So Eggeman had a reputation for sloppy work, albeit work that the Early NY Animators blog credits with good, funny expressions and movement. This makes for an interesting counterpoint because this cartoon features rotoscoping. Max Fleischer invented the rotoscope (the patent was issued 100 years ago this past 9th of October). It made the studio. Thanks to tracing the movement of a real figure they were able to make Koko the Clown move in more natural, believable ways in-between being melted into a blob of ink or stretched into a hammock or something. It’s still one of the indispensable tools for the animator. Every studio would use it when they had some movement they needed to get right. It’s at least intellectually part of the heritage of motion-capture animation.

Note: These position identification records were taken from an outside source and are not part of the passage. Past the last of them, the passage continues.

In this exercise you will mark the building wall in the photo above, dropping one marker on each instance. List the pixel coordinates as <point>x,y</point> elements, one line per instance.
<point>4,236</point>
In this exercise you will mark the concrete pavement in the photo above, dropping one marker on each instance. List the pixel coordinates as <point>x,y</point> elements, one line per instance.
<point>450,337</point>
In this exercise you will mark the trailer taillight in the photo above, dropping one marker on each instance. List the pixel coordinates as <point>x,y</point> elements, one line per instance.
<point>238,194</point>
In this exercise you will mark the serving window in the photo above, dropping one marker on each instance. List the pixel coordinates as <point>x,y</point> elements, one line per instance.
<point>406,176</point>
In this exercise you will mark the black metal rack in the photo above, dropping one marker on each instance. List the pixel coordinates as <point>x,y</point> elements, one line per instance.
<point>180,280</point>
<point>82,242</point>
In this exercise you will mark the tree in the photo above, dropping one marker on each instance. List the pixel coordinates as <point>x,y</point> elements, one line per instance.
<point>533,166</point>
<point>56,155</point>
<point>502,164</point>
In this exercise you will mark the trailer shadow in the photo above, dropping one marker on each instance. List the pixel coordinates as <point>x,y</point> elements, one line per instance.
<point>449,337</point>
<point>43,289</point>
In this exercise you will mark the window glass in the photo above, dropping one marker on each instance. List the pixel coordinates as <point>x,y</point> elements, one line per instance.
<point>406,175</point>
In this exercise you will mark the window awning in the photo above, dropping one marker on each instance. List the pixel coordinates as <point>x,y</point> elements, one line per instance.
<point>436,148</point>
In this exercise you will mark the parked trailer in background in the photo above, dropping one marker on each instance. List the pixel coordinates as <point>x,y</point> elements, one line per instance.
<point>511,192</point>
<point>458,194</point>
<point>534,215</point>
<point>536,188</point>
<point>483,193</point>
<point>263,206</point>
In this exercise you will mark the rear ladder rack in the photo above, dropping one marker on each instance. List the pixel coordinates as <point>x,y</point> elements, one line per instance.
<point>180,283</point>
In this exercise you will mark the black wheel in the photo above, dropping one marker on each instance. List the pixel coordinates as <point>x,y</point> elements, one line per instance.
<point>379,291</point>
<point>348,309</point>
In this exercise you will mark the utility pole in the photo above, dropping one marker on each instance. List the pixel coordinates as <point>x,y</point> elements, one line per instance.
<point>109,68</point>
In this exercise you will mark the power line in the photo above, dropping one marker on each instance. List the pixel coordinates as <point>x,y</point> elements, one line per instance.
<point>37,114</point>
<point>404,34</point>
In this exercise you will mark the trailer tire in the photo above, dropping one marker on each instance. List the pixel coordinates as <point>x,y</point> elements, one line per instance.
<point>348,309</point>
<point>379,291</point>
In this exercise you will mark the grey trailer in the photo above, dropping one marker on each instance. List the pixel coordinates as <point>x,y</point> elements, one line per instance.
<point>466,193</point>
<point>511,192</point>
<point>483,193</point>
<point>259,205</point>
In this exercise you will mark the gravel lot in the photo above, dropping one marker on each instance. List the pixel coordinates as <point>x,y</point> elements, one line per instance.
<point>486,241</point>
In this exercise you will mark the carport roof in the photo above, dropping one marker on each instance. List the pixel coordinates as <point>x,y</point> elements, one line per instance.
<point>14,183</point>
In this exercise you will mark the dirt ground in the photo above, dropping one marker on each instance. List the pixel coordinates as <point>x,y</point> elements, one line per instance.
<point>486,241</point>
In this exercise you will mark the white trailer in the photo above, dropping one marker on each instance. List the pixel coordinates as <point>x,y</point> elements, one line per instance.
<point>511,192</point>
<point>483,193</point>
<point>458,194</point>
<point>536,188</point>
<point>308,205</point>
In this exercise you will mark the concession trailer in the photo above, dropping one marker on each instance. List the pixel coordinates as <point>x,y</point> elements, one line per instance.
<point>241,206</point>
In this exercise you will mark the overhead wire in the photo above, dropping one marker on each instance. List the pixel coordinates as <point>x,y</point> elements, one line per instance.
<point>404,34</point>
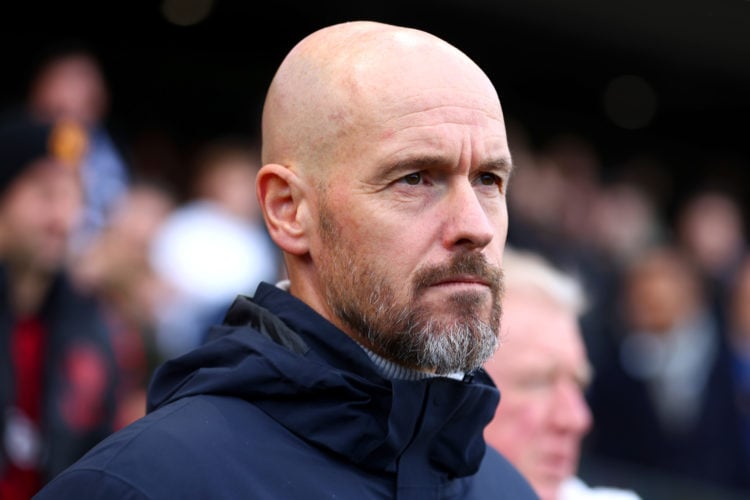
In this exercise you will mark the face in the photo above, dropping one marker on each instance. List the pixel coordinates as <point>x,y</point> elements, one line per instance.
<point>540,369</point>
<point>38,212</point>
<point>412,223</point>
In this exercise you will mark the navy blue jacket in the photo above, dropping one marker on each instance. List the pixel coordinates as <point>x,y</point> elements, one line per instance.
<point>280,404</point>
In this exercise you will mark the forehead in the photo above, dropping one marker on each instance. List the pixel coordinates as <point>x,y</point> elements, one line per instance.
<point>538,329</point>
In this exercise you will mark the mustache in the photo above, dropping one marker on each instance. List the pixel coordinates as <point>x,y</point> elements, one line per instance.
<point>469,263</point>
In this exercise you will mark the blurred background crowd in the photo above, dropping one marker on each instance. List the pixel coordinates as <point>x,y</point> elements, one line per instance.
<point>631,175</point>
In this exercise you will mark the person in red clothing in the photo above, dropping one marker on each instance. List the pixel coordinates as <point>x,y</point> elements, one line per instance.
<point>56,364</point>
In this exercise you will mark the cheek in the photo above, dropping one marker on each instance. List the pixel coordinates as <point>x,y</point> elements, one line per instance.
<point>515,427</point>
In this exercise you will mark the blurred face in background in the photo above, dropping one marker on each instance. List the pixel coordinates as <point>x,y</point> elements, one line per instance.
<point>660,292</point>
<point>38,211</point>
<point>541,370</point>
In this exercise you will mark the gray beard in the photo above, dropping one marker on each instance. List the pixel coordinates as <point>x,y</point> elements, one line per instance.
<point>412,337</point>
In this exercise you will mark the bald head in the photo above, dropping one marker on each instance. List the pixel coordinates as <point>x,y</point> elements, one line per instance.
<point>341,85</point>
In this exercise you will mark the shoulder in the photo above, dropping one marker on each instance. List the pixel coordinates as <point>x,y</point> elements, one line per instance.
<point>184,449</point>
<point>575,489</point>
<point>500,479</point>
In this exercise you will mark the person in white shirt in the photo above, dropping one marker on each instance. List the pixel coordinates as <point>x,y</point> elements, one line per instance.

The bull’s dance is rotoscoped. I’m curious who the original dancer was, but that’s probably lost to time. The animation suddenly bursting into this smooth, gracious ballet figure, though, still stands out. I haven’t got any idea who did the actual tracing and adaptation of the original movement to a bull’s body shape. Maybe it was Culhane, who did have a strong drafting hand.

The cartoon several times uses the gag of someone’s accessory going about its business while they do something else. That’s a Fleischer Studios staple. It’s also got a nice proper fight-cloud, that I don’t remember encountering in the Talkartoons before. I only spot mice once, a trio of them on the giraffe’s neck at about 6:38 in.

I like the logic of the parade reversing course after the cop warns they’re going the wrong way down the one-way street. But my favorite blink-and-you’ll-miss-it gag is Bimbo and the bull staring one another down, nose to nose, until Bimbo’s nose comes off him and attaches to the bull. I was worried they’d repeat the joke, spoiling its whimsy, their next face-to-face showdown.